A young woman with headache and vomiting

BMJ 2019; 364 doi: https://doi.org/10.1136/bmj.l216 (Published 30 January 2019) Cite this as: BMJ 2019;364:l216
  1. Gareth M Dobson, specialty trainee neurosurgery1,
  2. Craig H Robson, specialty trainee neurosurgery1,
  3. John Williams, consultant in infectious diseases2,
  4. Nitin Mukerji, consultant neurosurgeon1
  1. 1Department of Neurosurgery, James Cook University Hospital, Middlesbrough, UK
  2. 2Department of Infectious Diseases, James Cook University Hospital, Middlesbrough, UK
  1. Correspondence to G Dobson gareth_dobson{at}talk21.com

A 31 year old woman of Indian origin, now living in the UK, was admitted to the neurosurgical ward with a two month history of headache and nausea. Her symptoms had progressively worsened over two weeks and she now reported increasingly severe morning headaches, worse on lying down, and episodes of vomiting. On admission her Glasgow coma scale score was 15/15 and she had no ascertainable neurological deficit on either peripheral nerve assessment or cranial nerve assessment.

Her medical history included multidrug resistant pulmonary tuberculosis (TB) diagnosed around five years earlier. She underwent successful treatment for this in the form of a two year course of pyrazinamide, moxifloxacin, linezolid, and azithromycin. She had no history of immunocompromising medical conditions or medications. She also had hypothyroidism.

Blood tests on admission were suggestive of mild neutrophilia: haemoglobin was 111 g/L (reference range 115-160), white blood cell count was 11.3×109/l (4-11), neutrophil count 9.6×109/l (2-7.5) and C reactive protein was <5 mg/L.

Computed tomography showed a posterior fossa lesion with associated hydrocephalus.

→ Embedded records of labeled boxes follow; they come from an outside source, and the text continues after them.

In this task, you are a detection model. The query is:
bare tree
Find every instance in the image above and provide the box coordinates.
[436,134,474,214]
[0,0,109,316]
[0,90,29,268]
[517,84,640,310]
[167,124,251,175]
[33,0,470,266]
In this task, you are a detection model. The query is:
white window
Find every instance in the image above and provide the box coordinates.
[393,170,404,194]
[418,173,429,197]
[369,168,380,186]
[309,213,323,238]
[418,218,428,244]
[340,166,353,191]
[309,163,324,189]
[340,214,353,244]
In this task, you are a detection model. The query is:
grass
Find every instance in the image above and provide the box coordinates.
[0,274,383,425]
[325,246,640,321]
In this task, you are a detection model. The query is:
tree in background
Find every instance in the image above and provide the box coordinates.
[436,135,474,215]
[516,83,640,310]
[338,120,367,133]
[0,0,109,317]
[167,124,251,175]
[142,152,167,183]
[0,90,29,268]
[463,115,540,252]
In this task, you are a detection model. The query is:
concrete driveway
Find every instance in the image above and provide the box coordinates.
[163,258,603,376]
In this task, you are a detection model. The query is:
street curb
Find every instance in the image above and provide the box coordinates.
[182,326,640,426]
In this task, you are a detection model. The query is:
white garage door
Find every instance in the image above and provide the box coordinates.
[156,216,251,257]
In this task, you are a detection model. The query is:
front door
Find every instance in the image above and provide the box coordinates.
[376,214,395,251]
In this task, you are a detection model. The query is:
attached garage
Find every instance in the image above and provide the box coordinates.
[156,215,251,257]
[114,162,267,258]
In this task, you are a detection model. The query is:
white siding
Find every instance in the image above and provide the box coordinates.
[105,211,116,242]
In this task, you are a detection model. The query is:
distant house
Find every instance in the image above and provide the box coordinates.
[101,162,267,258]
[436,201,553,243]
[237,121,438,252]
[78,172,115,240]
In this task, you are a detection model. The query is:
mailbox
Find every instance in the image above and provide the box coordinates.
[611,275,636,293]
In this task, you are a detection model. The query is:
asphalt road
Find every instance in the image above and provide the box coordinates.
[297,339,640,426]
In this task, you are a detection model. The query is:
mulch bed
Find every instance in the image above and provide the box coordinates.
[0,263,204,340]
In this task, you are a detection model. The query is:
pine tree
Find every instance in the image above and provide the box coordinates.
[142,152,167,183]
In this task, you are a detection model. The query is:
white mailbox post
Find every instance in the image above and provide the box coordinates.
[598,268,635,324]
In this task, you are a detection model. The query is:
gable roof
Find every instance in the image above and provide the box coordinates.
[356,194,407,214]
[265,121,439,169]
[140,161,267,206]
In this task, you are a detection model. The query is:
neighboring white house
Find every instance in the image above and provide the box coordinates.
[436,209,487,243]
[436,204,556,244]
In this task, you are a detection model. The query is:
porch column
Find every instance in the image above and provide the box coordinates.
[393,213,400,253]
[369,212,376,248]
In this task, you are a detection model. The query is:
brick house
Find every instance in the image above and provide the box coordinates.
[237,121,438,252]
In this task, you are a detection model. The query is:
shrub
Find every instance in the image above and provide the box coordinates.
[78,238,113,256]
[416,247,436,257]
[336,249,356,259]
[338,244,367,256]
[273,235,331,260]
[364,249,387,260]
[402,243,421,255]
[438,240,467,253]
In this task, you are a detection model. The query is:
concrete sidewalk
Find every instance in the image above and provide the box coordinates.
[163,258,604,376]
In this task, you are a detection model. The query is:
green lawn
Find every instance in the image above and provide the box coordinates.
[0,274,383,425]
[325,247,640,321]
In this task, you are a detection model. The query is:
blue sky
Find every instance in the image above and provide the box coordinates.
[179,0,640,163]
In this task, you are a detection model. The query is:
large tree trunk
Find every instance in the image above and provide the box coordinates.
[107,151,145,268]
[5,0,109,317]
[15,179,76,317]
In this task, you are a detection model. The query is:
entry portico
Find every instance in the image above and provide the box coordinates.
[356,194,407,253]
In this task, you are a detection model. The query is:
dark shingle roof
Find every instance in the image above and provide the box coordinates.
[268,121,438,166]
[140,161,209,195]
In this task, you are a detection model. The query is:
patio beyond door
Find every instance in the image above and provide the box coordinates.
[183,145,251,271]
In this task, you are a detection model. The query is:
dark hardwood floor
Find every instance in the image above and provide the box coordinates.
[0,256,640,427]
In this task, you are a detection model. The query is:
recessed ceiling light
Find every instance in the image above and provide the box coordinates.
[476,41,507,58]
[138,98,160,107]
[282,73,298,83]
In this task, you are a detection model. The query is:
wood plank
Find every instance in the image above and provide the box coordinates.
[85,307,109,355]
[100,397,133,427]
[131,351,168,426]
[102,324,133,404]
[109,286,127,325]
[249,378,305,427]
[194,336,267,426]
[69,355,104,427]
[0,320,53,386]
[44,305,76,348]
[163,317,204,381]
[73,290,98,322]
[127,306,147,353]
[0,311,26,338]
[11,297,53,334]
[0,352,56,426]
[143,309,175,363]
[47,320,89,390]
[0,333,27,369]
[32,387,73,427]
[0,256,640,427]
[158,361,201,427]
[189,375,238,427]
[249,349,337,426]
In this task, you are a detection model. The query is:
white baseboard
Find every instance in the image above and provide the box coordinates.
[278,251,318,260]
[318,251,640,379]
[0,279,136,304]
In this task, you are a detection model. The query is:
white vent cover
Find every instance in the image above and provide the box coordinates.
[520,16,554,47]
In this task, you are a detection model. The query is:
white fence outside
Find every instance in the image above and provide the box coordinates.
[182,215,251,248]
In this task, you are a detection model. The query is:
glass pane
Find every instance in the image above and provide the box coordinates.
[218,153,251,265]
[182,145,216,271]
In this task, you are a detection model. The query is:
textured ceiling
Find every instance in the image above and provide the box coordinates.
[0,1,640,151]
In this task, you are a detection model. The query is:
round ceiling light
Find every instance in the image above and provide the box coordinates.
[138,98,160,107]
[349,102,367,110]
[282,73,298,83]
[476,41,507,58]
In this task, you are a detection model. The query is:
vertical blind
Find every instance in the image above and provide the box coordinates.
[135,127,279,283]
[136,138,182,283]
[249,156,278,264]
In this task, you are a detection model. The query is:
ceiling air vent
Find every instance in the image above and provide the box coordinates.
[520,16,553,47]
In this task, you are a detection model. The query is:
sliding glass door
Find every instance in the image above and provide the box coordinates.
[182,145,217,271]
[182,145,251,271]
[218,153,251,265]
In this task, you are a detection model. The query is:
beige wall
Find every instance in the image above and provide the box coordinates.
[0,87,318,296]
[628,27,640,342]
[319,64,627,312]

Magnetic resonance imaging showed a mixed signal mass within the middle of the cerebellar hemispheres (fig 1).

Fig 1

Axial fat suppression T1W magnetic resonance imaging with contrast showing a multilobular, well defined ring enhancing lesion within the posterior fossa

Questions

  1. What is the most likely diagnosis?

  2. How is this diagnosis confirmed?